Tehan’s comments follow Prime Minister Scott Morrison’s announcement over the weekend that the Government would strengthen discrimination laws to remove any opportunity for schools to discriminate.

In a statement, Morrison said his government did not support the expulsion of students from religious non-state schools on the basis of their sexuality and would be making amendments “as soon as practicable” to enforce such view.

Leading politics and religion analyst, Professor Marion Maddox from Macquarie University, described Morrison’s move as a “striking development” in the PM’s handling of his party’s conservative wing.

She told InDaily ahead of her upcoming public oration in Adelaide that the Government’s announcement signified its acceptance that a person’s sexual orientation was not a lifestyle choice.

“It’s an acknowledgment that being gay is just part of who you are and not as the conservative wing of his party and some conservative Christians would like to have it,” Maddox said.

“I also see it as Morrison having a blind panic before the Wentworth by-election.”

Maddox said the New South Wales seat of Wentworth, vacated recently by outgoing Prime Minister Malcolm Turnbull, had strongly supported same-sex marriage during last year’s marriage equality postal vote.

Morrison’s response to the Ruddock review controversy, she said, was, therefore, a case of “fairly targeted issue management” before Saturday’s by-election.

“It’s just one of those issues that blew up at the wrong moment, had to be shut down and the repercussions will keep on rolling for quite a while because I don’t think the conservative wing is going to be very happy with that conclusion,” Maddox said.

“It (religious freedom) is just going to be one of those fights that just keep going on and on, like climate change and the marriage debate itself. It will come up again soon enough.”

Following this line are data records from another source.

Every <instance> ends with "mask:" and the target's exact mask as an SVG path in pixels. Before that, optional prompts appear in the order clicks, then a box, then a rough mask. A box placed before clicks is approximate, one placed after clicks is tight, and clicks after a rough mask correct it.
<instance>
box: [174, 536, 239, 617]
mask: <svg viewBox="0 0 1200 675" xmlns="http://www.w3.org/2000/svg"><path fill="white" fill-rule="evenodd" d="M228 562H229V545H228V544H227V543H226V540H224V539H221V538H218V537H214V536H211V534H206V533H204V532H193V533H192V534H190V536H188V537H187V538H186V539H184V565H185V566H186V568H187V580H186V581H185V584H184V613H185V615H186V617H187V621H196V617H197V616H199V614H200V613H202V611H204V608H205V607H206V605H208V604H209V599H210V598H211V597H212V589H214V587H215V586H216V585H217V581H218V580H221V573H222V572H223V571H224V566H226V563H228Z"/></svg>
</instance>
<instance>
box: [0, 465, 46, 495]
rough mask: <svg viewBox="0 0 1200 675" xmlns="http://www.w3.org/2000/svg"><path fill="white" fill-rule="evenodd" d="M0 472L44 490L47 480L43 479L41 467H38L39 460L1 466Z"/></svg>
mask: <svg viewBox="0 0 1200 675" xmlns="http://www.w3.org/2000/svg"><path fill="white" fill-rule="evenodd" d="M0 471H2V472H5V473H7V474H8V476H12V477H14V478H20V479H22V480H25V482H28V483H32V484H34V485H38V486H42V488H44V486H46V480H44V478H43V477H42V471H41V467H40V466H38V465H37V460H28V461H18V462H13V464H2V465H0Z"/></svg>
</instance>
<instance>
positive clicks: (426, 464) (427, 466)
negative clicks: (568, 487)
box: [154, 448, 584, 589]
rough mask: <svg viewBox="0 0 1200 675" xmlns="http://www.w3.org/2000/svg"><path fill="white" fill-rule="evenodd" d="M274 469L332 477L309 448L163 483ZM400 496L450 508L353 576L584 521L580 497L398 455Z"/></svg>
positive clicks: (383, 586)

Professor Marion Maddox has warned Australia’s education system has become one of the most religiously segregated in the world.

Maddox will use a public address in Adelaide next week to argue against the Federal Government’s recent $4.6 billion boost in spending on Catholic and Independent schools.

The funding package has been widely criticised by public education groups, who argue they have been short-changed by the Federal Government.

“The thing that is particularly unusual in Australia is that segregation in religious schools is not just allowed but it’s supported by enormous injections of public money,” Maddox said.

“For reasons that have little to do with religious commitment and more with politics we have forgotten the secular values that motivated our system’s founders.”

Maddox said Australia’s education system had become “one of the most religiously and economically segregated systems in the western world”, driven by successive Federal Governments’ increased spending on the independent school system.

She also argued South Australian public schools, which she said were once the national leaders in secular education in the early colonial days, were today further segregating students by inviting volunteers to present their religious views to students.

“There are two problems with having volunteers come in to teach children about their own religious tradition – one is that the children are split up for those classes and so you only learn about your religious traditions, you don’t learn about anybody else’s.

“The other is that for many children that moment of when you separate into your different religious groups might be their first experience in their whole life of being segregated on the basis of a personal attribute.

“They are being taught by volunteers who may know something about their subject or they may just have a lot of love of Jesus that they want to share.

“We send our students to school to learn maths, we expect the teacher to have expertise in that subject and how to relate that to children and in a lot of schools, scripture has become the joke subject and not taught in an adequate manner.”

Maddox said she was in support of public schools teaching religion as part of their curriculum, provided all religious views were considered.

She will deliver the Catherine Helen Spence Oration at the Unitarian Church in Norwood on Friday, October 26.